Mas os EUA não estão satisfeitos com isso, e a tradição política dos EUA é fazer exigências e defender estritamente os seus interesses, algo que Donald Trump faz com muita competência. Todos nós vemos como ele faz isso com a China, o Japão e a Europa, que é obrigada a comprar gás americano um terço mais caro que o da Rússia porque tem "moléculas de liberdade".

Como Vietnã vai reagir à pressão informacional dos EUA?
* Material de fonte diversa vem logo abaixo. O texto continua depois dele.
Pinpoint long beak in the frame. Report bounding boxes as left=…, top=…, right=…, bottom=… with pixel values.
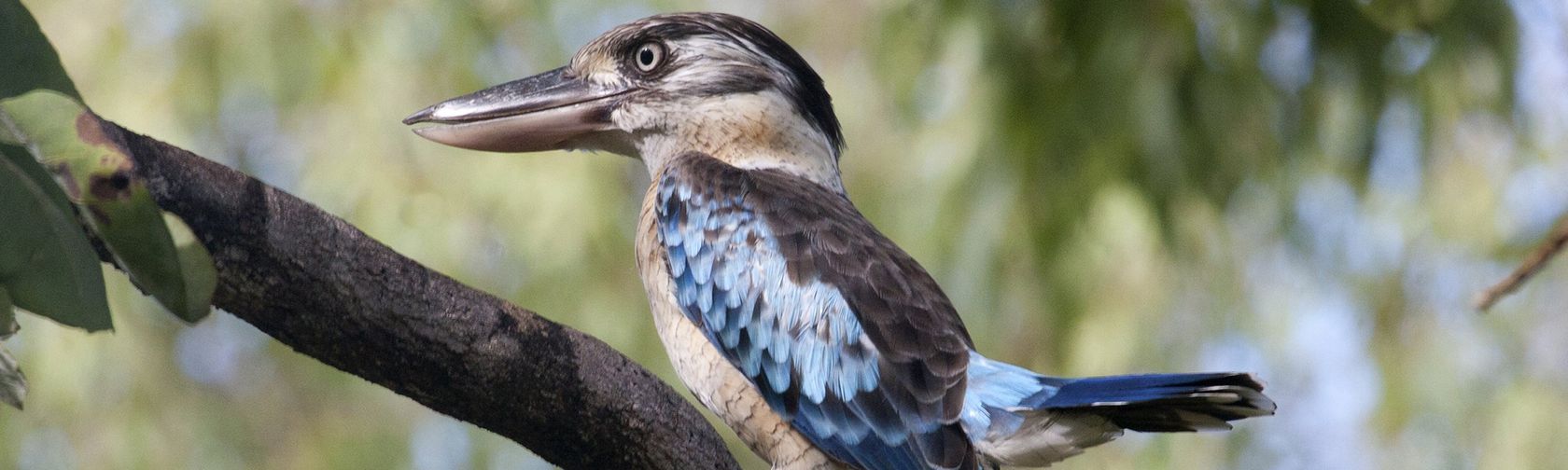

Os americanos são muito bons a vender influência. E se o Vietnã "caiu na dependência" da exportação de seus produtos para os EUA, ele terá que pagar por esse bônus. Os EUA apresentam sua "lista de preços": praticar uma política que seja benéfica para os EUA. O que é favorável para os EUA, isso se vê nos acontecimentos na Síria, na Líbia, no Iraque, na Iugoslávia ou na Ucrânia.

Os interesses do Vietnã ficariam realmente protegidos?

No Sudeste Asiático os Estados Unidos têm parceiros de segurança leais e de longa data, tais como as Filipinas e a Tailândia. Mas, em 2017 os americanos não responderam a um pedido de assistência contra militantes do Daesh (organização proibida na Rússia e em muitos outros países) que haviam tomado uma cidade nas Filipinas, então o presidente Duterte foi a Moscou para obter armas modernas.

A aliança com os EUA também não ajuda a Tailândia a combater os separatistas islâmicos no sul do país, e no futuro próximo não vai ajudar quando começar o próximo teste de fogo dos regimes do Sudeste da Ásia no combate aos militantes do Daesh. Foram os americanos que afastaram os jihadistas radicais dos ataques das Forças Aeroespaciais russas para o Paquistão e Bangladesh, de onde eles se estão infiltrando em Mianmar, Tailândia e Filipinas.

Poucas pessoas se lembram da inação dos americanos em 1974, quando a China tomou as ilhas Paracel, o que parecia fazer parte do acordo dos EUA com a China em 1972 para transferir Pequim para o campo antissoviético. Os EUA também se calaram em 1988, quando os chineses começaram a infiltrar-se nas ilhas Spratly (arquipélago desabitado entre as Filipinas e o Vietnã). Agora Washington precisa de uma configuração diferente na região.

"A política seguida pela liderança vietnamita nas últimas décadas tem sido extremamente bem-sucedida para o país. O Vietnã ganhou em conflitos assimétricos com atores muito mais poderosos graças a uma estratégia muito flexível e competente. Isto é evidenciado pelas guerras na Indochina, pelo Khmer Vermelho [organização comunista no Camboja] e pela guerra fronteiriça de 1979. Esperamos que a liderança vietnamita seja capaz de encontrar a solução certa", resume o perito russo.